The site of Furness Abbey and various portions of the land (fn. 47) were before 1549 leased to John Preston of Preston Patrick. (fn. 48) He and his descendants resided there. (fn. 49) The estate was known as THE MANOR. His son Thomas Preston died in 1604, leaving a son and heir John, who recorded a pedigree in 1613. (fn. 50) He about 1608 acquired the abbey estate in fee. (fn. 51) In religion he was an avowed Roman Catholic (fn. 52) and founder of the Preston charity still surviving in part in Urswick. His son John, who succeeded in 1643, took an active part on the king's side in the Civil War and was in 1644 created a baronet. (fn. 53) As being 'a Papist in arms' (fn. 54) his estates were sequestered and by a Parliamentary ordinance in 1646 were assigned to raise £10,000 to discharge the debts of the late John Pym, and £4,000 for his two younger children. (fn. 55) Sir John is said to have died of wounds received in a conflict in Furness. (fn. 56) His son John, born about 1642, had part of the estates released to him in 1653; if he were not brought up a Protestant he was to be convicted of recusancy as soon as he became sixteen, (fn. 57) when of course two-thirds would be sequestered. He died in April 1663, (fn. 58) soon after the Restoration, and was succeeded by his brother Thomas, aged twentyone in 1665, when he recorded a pedigree. (fn. 59) He had made a settlement of his manor of Furness, the rectory of Dalton, &c., in 1664. (fn. 60) Sir Thomas was twice married and had a son Francis, who died unmarried in 1672. His wife died a few months afterwards. Leaving his two daughters, he determined to enter the religious life, and in 1674, then aged thirty-one, was received into the Society of Jesus at Watten in Holland as a novice. Though well qualified, he would never receive the priesthood, having scruples arising from his double marriage, in spite of the assurance that a dispensation from the impediment of bigamy would be granted without difficulty. He was employed in teaching and died abroad in 1709. (fn. 61)

Preston of Preston Patrick, baronet. Argent two bars gules on a canton of the second a cinquefoil or.

Having provided for his daughters, (fn. 62) he had before leaving England given the Furness Abbey estate, probably in consideration of its ancient consecration, to trustees for the Jesuits for the endowment of an English novitiate. This could not be carried out in the circumstances of the time, and a very few years later, during the excitement of the Oates Plot, the trust was revealed to the government and the estate was declared forfeit. (fn. 63) It was afterwards granted on lease and then in fee to Thomas Preston of Holker, as the nearest Protestant heir (fn. 64); it has since descended with Holker, Lord Richard Cavendish being the present owner.

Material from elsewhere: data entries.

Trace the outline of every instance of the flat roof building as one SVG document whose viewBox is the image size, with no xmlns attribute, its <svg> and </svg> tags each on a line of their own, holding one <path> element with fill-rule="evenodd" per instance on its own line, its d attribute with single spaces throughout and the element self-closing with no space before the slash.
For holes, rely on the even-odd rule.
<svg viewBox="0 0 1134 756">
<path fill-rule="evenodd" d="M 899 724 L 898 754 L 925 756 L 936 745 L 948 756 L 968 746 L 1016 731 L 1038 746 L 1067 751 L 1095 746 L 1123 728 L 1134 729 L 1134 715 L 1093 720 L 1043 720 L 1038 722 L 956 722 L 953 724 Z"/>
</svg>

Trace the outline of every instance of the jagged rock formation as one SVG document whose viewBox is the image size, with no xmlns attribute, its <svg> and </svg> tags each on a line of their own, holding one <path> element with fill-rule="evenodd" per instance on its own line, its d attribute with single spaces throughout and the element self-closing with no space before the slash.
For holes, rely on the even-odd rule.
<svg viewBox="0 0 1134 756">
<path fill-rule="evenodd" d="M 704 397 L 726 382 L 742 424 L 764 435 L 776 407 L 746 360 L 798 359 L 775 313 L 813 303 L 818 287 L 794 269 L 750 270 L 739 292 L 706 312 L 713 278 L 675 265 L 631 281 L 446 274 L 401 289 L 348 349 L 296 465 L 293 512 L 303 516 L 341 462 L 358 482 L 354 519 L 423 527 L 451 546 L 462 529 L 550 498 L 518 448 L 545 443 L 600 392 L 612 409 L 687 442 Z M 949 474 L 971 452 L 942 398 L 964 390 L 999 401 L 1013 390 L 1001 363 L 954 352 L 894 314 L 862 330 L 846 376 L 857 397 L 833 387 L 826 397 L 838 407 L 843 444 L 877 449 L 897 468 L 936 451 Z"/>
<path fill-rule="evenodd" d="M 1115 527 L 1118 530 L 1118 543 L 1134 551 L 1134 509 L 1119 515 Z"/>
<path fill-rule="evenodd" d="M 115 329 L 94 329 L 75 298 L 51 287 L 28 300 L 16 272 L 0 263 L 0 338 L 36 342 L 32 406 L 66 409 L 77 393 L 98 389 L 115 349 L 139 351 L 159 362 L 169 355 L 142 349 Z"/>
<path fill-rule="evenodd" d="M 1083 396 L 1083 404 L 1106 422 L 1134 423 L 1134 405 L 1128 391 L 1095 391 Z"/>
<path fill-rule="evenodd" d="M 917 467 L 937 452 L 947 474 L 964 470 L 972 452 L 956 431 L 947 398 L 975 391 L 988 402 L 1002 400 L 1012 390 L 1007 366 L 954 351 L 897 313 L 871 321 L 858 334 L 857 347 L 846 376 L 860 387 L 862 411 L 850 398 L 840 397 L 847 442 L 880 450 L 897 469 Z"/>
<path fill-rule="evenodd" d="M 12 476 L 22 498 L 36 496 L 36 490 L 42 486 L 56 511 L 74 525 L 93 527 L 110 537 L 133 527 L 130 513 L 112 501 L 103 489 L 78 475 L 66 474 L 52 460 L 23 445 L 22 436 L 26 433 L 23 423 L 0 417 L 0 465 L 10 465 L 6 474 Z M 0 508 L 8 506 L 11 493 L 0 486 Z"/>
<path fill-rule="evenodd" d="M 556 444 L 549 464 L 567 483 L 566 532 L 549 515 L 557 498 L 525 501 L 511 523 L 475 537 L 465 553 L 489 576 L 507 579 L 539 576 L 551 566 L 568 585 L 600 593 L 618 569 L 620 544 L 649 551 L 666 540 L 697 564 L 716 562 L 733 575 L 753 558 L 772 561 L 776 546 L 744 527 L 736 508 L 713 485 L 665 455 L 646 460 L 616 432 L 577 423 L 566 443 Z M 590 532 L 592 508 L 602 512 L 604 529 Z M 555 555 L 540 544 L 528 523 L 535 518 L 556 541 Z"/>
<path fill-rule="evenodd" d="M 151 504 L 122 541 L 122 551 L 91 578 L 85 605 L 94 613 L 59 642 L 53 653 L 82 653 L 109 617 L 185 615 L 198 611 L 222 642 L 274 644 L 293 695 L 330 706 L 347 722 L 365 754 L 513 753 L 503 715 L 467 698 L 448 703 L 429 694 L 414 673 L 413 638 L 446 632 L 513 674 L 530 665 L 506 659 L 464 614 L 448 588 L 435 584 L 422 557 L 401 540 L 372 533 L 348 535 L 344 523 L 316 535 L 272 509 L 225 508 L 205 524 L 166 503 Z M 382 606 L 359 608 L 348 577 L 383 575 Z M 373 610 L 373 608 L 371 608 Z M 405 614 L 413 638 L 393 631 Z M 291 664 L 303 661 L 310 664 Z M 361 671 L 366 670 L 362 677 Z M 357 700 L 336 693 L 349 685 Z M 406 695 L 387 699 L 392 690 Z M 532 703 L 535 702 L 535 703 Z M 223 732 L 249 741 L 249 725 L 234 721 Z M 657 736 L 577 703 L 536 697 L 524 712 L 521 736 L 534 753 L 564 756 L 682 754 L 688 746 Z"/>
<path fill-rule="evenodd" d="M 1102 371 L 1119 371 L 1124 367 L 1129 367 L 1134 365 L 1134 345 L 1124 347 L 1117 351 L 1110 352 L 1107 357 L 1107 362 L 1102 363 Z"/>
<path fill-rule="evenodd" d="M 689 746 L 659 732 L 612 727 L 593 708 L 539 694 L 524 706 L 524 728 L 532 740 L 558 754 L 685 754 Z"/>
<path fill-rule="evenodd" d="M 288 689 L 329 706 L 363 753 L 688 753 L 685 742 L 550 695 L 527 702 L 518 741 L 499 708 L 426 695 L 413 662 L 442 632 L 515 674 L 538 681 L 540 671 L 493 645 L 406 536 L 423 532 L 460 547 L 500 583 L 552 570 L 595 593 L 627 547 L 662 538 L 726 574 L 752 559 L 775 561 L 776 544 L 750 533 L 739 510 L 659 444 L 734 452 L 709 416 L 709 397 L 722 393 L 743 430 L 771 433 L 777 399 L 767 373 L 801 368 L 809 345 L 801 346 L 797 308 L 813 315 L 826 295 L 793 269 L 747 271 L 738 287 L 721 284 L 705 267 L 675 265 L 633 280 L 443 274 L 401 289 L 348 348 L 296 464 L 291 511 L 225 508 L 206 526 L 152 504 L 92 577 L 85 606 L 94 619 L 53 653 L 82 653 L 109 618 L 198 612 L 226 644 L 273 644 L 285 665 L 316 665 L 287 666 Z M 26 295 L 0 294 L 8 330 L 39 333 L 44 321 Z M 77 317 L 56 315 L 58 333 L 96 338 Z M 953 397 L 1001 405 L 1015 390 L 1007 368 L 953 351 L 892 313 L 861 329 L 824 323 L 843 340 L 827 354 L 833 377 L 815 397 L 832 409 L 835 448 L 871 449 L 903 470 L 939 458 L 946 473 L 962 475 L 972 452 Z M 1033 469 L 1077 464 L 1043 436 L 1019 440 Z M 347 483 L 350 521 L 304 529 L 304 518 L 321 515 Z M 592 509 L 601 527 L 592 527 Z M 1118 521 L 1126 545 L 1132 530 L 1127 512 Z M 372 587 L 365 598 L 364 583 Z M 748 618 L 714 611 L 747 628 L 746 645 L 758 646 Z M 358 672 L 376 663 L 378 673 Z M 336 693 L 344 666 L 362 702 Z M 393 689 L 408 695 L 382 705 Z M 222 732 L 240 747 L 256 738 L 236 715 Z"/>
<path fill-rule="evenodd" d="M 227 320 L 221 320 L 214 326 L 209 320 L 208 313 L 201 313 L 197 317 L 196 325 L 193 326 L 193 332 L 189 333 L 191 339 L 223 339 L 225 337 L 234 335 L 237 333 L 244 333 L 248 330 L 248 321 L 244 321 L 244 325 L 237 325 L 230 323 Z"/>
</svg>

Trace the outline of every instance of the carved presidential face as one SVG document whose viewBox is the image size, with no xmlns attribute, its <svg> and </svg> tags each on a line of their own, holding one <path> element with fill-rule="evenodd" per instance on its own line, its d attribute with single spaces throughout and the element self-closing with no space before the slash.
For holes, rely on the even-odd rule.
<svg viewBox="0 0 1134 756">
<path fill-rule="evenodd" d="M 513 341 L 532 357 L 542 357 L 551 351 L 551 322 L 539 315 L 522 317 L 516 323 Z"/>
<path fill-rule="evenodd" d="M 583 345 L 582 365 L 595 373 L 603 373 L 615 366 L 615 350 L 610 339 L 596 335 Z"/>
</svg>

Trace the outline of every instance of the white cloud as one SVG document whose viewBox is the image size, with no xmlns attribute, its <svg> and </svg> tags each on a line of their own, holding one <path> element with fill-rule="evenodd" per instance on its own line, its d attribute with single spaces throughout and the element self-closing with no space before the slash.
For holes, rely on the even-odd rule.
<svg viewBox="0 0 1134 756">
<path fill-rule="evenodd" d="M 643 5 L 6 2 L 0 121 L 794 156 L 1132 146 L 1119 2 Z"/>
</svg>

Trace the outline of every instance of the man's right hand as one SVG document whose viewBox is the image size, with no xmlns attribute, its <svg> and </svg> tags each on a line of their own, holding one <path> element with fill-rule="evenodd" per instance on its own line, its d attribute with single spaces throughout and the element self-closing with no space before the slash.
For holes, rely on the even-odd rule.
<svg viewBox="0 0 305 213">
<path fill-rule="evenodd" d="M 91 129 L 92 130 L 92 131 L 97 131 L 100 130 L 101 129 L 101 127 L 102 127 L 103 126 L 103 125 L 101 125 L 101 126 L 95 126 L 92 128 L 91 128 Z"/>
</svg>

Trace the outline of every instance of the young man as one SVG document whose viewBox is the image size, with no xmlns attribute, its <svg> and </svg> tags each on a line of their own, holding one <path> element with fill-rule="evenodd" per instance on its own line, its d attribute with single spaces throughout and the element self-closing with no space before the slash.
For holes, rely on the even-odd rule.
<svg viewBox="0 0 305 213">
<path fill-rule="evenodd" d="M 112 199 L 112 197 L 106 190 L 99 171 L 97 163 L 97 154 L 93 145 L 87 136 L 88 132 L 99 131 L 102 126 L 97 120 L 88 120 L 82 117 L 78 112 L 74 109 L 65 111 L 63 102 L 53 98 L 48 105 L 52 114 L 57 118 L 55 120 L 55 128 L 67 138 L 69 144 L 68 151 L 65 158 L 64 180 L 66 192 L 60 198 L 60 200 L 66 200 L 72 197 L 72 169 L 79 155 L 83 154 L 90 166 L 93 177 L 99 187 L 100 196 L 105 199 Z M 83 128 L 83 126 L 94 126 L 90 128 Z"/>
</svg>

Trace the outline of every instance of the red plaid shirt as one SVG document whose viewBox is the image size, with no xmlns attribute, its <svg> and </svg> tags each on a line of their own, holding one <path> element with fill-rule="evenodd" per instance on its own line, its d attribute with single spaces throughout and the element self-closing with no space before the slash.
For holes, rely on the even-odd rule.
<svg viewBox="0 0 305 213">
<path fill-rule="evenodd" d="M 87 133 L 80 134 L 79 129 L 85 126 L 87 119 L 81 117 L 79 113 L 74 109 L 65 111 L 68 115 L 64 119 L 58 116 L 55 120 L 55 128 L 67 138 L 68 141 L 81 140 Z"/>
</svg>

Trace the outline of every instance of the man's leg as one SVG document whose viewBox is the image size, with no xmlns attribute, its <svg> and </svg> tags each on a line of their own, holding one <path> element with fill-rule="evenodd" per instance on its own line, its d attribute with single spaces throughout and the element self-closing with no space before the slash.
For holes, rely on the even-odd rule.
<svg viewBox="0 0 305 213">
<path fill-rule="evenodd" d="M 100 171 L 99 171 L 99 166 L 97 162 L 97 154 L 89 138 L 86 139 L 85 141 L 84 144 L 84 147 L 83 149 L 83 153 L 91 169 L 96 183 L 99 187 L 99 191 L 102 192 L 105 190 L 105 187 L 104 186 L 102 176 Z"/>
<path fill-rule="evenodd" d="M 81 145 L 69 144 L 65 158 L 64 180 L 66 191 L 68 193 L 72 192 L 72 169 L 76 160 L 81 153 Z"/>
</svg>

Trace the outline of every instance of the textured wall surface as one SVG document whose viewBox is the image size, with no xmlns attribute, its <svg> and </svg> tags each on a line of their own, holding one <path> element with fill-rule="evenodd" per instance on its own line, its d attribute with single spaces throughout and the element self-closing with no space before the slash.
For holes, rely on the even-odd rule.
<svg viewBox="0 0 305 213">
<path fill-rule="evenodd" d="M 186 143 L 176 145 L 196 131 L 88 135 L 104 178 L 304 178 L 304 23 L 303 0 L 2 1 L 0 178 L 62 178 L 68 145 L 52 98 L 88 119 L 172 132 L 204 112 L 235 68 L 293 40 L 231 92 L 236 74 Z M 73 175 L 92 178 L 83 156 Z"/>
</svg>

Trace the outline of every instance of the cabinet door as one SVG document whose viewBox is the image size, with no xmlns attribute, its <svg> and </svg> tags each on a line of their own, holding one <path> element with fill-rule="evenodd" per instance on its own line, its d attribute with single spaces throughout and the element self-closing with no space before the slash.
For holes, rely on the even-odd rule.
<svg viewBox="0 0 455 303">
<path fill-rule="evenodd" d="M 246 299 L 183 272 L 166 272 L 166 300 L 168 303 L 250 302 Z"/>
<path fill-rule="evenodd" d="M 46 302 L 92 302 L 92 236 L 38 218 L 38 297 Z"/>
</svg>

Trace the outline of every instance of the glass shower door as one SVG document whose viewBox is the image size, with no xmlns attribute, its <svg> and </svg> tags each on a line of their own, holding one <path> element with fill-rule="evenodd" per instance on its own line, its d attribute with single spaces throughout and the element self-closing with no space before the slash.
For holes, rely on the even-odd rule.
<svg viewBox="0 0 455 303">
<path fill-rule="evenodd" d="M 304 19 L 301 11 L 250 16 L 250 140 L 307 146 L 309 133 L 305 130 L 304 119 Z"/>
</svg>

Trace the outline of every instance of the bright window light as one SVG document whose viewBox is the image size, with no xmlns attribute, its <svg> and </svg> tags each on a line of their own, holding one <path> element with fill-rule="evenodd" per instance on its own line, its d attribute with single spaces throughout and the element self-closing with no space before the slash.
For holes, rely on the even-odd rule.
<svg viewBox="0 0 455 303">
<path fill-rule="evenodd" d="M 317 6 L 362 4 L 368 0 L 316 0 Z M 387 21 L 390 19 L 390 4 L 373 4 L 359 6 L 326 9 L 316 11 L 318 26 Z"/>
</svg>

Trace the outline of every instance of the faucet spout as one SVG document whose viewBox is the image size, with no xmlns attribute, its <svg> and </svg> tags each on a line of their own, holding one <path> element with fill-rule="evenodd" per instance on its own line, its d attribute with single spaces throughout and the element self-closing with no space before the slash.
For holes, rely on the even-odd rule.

The other families in Dalton were mostly customary tenants of the lord of the liberty, and ranked as yeomen. (fn. 65) The following, however, were summoned to receive knighthood and in 1631 compounded by fines of £10 each for their refusal: John Askew of Marsh Grange, Miles Brownrigg, William Garner of Bankend, John Rawlinson of Sandscale, and Matthew Richardson of Roanhead. (fn. 66)

In 1648 Captain Leonard Rawlinson, who had been in the Parliament's service and, having been captured at Liverpool by Prince Rupert, had sustained great losses, asked to be allowed to compound for the estate of his uncle, Robert Rawlinson of Marsh Grange, sequestered for recusancy. (fn. 67)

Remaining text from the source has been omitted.